A produção de vinho deste ano deverá cair um quinto (20 por cento) face a 2004, ficando nos 5.765 mil hectolitros, a quantidade mais baixa desde 1999, anunciou hoje o INE.
Segundo as previsões agrícolas de 30 Setembro do Instituto Nacional de Estatística (INE), hoje divulgadas, a produção de vinho vai descer 17 por cento face à média do último quinquénio.
A produção de uva de mesa para 2005 deverá registar uma redução de 10 por cento face ao ano anterior, situando-se nas 50 mil toneladas.
Para os cereais de Primavera/Verão, o INE aponta para decréscimos nas produções de arroz, com menos 20 por cento, e do milho em regime de sequeiro, com menos 30 por cento, na comparação com a campanha anterior, mas face à média do quinquénio a evolução também é negativa.

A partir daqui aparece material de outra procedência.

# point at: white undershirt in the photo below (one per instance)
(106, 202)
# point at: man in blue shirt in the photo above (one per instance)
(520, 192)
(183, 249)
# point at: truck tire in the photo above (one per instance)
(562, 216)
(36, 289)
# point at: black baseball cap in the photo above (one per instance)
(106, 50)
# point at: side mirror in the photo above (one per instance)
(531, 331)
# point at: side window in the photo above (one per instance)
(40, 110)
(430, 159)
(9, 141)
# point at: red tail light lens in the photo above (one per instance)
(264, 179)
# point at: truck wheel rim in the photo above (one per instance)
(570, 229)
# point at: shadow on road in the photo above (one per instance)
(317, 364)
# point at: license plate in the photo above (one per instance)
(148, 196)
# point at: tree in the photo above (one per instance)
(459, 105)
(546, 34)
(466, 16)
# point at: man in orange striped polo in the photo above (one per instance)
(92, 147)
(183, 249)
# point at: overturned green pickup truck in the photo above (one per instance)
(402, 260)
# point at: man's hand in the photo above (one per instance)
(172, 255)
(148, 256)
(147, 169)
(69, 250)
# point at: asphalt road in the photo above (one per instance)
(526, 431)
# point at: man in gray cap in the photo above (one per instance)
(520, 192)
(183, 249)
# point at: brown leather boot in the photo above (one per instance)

A produtividade do milho em regime de regadio deverá reduzir- se em 15 por cento face ao ano anterior e à média dos últimos cinco anos, referindo o INE que parte da produção “ficou comprometida” pois o estado vegetativo apresenta-se irregular.
A colheita da batata de regadio está concluída e regista uma quantidade inferior em cerca de 90 mil toneladas face à campanha transacta, ou seja, menos 15 por cento.
Em 2005, a produção de tomate para indústria deverá atingir 1.175 mil toneladas, o que representa menos dois por cento face à campanha anterior, mas uma subida de 23 por cento na comparação com a média dos últimos cinco anos.
Para o girassol, é esperada uma produção de duas mil toneladas, o que revela um acentuado decréscimo, de 85 por cento, comparativamente ao ano passado.
Nos frutos secos, a avelã e a castanha vão registar decréscimos de 15 por cento e 20 por cento, respectivamente, enquanto na amêndoa a quebra é de cinco por cento no ano e de 41 por cento face à média do quinquénio.
A produção da maçã desce 10 por cento, para 246 mil toneladas e a da pêra quebra um terço face à campanha passada, enquanto para o pêssego a situação é de estabilidade, ficando próximo da quantidade do ano anterior, nas 52 mil toneladas.
Uma informação do Instituto de Meteorologia referida pelo INE, explica que, devido à escassa precipitação, em Setembro, a quantidade de água no solo apresentava valores bastante abaixo dos normais para a época.